Kylie, my IBM S10 netbook, is great.  But there are some times when you want a one-handed operation device.  My Palm Pilot Zire 22 was outdated when I got it, and with the move to Garnet and now HP buying Palm, it's over.  I was holding out hope for an Android tablet.  But part of the problem is the price.  Dell makes an Android tablet called The Streak that has cell phone stuff built into it.  However, I have a pay as you go cell phone.  I simply don't use it often enough to justify a monthly plan.  So getting a Streak would cost me $600.  I don't want an Android tablet THAT bad.

They make tablets without the cell phone stuff.  That puts you in the $300 range.  There are cheaper out there, but oh my God, are you rolling the dice.  Augen made a tablet, the Gentouch 76.  But it runs unauthorized Android so you have to sideload everything.  Resistance screen, meaning you have to use the stylus and things that require more than one point?  Good luck.  Heats up uncomfortably.  Battery life is about two hours.

I thought that was bad until I saw the Archos line-up.  When it comes to the quality of the hardware, Archos makes Augen look like Apple.  Sound chips without drivers and all kinds of shit.  There was an Android with a 2.8" screen, but that was simply too small, and once again, I'm not sure what I would be getting for the money.

Out and about, and everyone who got an iPad2 is showing off their toys.  And I hear something.

There's a sale on Android tablets at one store.

I go over to check it out.

Sitting on the shelf is a Cruz Velocity Micro tablet.  $170, marked down from $300.

I look it over, wondering about it.  Non-working display.  Given the disasters of Augen and Archos, I wonder if I want to take a chance.  Dammit, if only I was at home and could look it up, but we're talking an hour's travel each way.
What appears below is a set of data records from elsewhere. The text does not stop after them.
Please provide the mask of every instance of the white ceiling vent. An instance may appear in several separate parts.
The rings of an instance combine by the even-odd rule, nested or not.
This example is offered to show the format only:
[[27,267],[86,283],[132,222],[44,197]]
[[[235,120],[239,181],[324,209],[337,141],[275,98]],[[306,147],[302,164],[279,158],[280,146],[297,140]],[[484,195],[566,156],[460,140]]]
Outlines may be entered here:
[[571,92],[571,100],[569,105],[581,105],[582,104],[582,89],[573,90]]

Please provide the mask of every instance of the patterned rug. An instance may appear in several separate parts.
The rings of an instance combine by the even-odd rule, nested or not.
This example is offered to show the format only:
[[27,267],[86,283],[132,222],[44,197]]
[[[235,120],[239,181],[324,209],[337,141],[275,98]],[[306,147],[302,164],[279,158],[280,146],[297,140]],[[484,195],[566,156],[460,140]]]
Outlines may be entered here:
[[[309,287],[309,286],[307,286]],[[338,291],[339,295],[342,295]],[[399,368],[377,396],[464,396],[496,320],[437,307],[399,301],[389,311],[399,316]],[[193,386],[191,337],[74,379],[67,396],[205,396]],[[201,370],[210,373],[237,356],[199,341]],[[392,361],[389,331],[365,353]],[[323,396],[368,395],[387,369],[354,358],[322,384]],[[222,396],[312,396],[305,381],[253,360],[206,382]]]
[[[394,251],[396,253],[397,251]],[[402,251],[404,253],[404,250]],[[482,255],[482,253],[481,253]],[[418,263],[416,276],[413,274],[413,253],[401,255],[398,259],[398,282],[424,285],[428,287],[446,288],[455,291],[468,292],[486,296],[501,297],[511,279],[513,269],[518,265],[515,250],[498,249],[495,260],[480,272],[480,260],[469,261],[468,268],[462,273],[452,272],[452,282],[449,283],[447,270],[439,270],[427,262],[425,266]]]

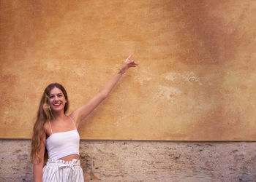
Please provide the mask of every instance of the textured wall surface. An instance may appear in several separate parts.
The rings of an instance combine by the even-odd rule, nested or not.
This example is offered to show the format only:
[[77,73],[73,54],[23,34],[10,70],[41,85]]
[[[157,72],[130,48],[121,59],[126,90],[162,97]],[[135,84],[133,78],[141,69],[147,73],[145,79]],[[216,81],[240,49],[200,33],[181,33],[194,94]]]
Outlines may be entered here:
[[[0,138],[29,138],[45,87],[86,103],[87,139],[256,141],[256,1],[1,1]],[[22,130],[20,130],[22,128]]]
[[[29,140],[0,140],[0,181],[32,181]],[[86,181],[256,181],[256,142],[81,141]]]

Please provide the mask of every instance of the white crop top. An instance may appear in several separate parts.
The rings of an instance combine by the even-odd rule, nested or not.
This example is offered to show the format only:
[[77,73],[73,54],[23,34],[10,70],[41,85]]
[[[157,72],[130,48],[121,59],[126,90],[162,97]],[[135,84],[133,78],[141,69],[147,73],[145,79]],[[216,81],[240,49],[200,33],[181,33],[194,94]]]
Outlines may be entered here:
[[45,142],[49,159],[58,159],[74,154],[79,155],[79,133],[73,119],[70,116],[69,117],[73,122],[75,128],[70,131],[53,133],[49,122],[52,134],[46,139]]

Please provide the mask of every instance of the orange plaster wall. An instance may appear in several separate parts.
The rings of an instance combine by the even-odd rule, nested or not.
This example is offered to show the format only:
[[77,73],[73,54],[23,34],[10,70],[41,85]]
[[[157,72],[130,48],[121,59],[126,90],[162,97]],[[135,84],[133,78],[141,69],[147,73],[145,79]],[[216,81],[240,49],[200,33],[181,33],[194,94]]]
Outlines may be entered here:
[[51,82],[86,103],[131,68],[81,138],[256,141],[255,1],[1,1],[0,138],[29,138]]

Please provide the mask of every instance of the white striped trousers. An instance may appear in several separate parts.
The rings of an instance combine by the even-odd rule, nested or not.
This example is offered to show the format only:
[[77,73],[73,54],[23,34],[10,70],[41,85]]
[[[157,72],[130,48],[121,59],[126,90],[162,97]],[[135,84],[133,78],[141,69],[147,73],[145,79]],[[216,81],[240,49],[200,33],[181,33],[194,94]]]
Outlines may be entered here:
[[80,160],[48,159],[42,169],[42,182],[83,182]]

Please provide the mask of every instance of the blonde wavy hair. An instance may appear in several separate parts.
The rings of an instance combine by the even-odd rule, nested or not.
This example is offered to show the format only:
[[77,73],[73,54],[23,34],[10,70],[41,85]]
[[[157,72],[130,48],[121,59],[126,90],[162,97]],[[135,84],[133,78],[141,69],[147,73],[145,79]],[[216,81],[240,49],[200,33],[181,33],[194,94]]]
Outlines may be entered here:
[[[34,124],[33,129],[33,135],[31,138],[31,152],[30,152],[30,159],[31,163],[39,163],[41,162],[41,157],[39,155],[39,151],[41,149],[41,143],[42,135],[45,134],[44,124],[47,121],[49,121],[53,118],[53,115],[50,111],[50,105],[49,105],[49,94],[52,89],[59,88],[63,92],[64,95],[67,103],[64,108],[64,113],[66,114],[67,111],[69,103],[67,98],[67,94],[64,88],[64,87],[59,83],[52,83],[47,86],[45,90],[45,92],[42,94],[40,104],[39,106],[39,109],[37,111],[37,120]],[[46,150],[46,146],[45,148],[45,155],[44,155],[44,162],[45,162],[48,159],[48,152]]]

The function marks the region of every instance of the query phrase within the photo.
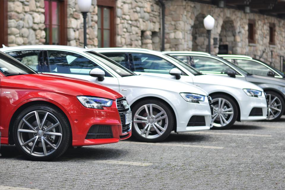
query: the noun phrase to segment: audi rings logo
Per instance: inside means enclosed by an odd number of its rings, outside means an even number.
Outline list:
[[[124,107],[126,109],[127,109],[130,107],[130,106],[128,104],[128,102],[126,100],[124,100],[122,101],[122,103],[124,105]]]

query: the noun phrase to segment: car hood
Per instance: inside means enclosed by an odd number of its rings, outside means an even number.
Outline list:
[[[202,75],[193,77],[196,83],[221,85],[236,88],[248,88],[263,91],[262,88],[254,84],[238,79],[238,77],[225,77],[210,75]]]
[[[160,89],[175,92],[189,92],[207,96],[202,88],[185,82],[147,75],[137,75],[118,78],[120,85]]]
[[[246,80],[255,84],[270,84],[285,87],[285,80],[283,78],[253,75],[246,77]]]
[[[52,75],[33,74],[7,77],[23,88],[53,92],[74,96],[90,96],[115,100],[123,96],[99,84]]]

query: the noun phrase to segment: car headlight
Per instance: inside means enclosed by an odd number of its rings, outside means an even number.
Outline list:
[[[199,102],[204,102],[206,97],[203,95],[190,93],[180,93],[180,95],[185,101],[193,103],[199,103]]]
[[[258,97],[261,96],[262,92],[259,90],[252,89],[244,89],[243,91],[248,96],[253,97]]]
[[[103,107],[110,107],[113,103],[112,100],[101,98],[84,96],[77,96],[77,98],[85,107],[94,109],[103,110]]]

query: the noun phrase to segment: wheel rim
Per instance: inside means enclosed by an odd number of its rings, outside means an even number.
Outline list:
[[[224,98],[216,98],[212,101],[213,108],[213,125],[218,127],[226,126],[232,121],[234,117],[232,105]]]
[[[62,128],[52,114],[37,110],[22,118],[18,126],[18,137],[20,145],[28,154],[38,157],[47,156],[60,145]]]
[[[144,138],[155,139],[161,136],[166,130],[168,125],[168,117],[166,112],[158,105],[144,105],[134,114],[135,129]]]
[[[276,118],[280,115],[282,110],[282,104],[280,99],[276,96],[271,94],[266,94],[267,100],[267,120]]]

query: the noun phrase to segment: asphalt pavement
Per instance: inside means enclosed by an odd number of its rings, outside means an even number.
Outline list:
[[[284,134],[283,116],[173,133],[159,143],[132,139],[70,149],[51,162],[27,161],[15,146],[1,145],[0,190],[283,190]]]

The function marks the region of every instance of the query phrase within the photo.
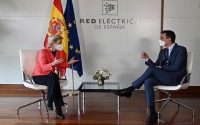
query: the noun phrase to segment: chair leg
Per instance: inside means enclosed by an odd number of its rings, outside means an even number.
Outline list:
[[[187,105],[184,105],[183,103],[180,103],[180,102],[177,102],[176,100],[174,99],[171,99],[171,102],[177,104],[178,106],[182,106],[183,108],[186,108],[190,111],[192,111],[192,120],[194,122],[194,109],[192,109],[191,107],[187,106]]]
[[[41,102],[42,100],[43,100],[43,99],[39,99],[39,100],[37,100],[37,101],[34,101],[34,102],[28,103],[28,104],[26,104],[26,105],[20,106],[20,107],[17,109],[17,116],[19,117],[19,110],[20,110],[20,109],[22,109],[22,108],[24,108],[24,107],[27,107],[27,106],[29,106],[29,105],[32,105],[32,104]]]
[[[44,102],[44,106],[45,106],[45,109],[46,109],[46,119],[49,119],[49,110],[47,108],[47,103],[46,103],[46,98],[45,98],[45,92],[42,91],[42,97],[43,97],[43,102]]]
Then I slap my head.  There's a McDonald's here and I have Kylie in my pack.  You think I'd remember I take her with me just about everywhere.

Jumping online to check it out, I run across nothing but glowing reviews for the device.  Capacitance screen!  7" display!  Regular SD slot!  Don't like the Android 2.2 it comes with?  You can wipe the device and put a newer Android or a full blown Linux distro on it!  Overclocking!  This is what I've been waiting for!

I grab one.  The box says it comes with an 8G memory card.  Whoops!  Came with two!  (I need one for my camera for C2E2 next weekend.)

Now, I need a name.

I name my computers to keep track of them.  An odd division is my desktop machines are named after men and my portable machines are named after women.  So, what am I going to call this tablet PC?  I'm searching through names, and nothing is working.  I wonder if I should call it "Raquel," the name of Dom's secretary in the Stress Puppy strip.

Then, I remember another character I created.

In Sound Waves #4, Rhapsody meets Melody's parents.  Her dad is Laminar, and her mom is named Fermata.

RHAPSODY:  "Fermata," huh?
LAMINAR (snuggling his wife):  What can I say?  She likes to be held.
MELODY (rolling her eyes):  Oh my God....

A tablet PC that you hold constantly....

Folks, say hello to Fermata.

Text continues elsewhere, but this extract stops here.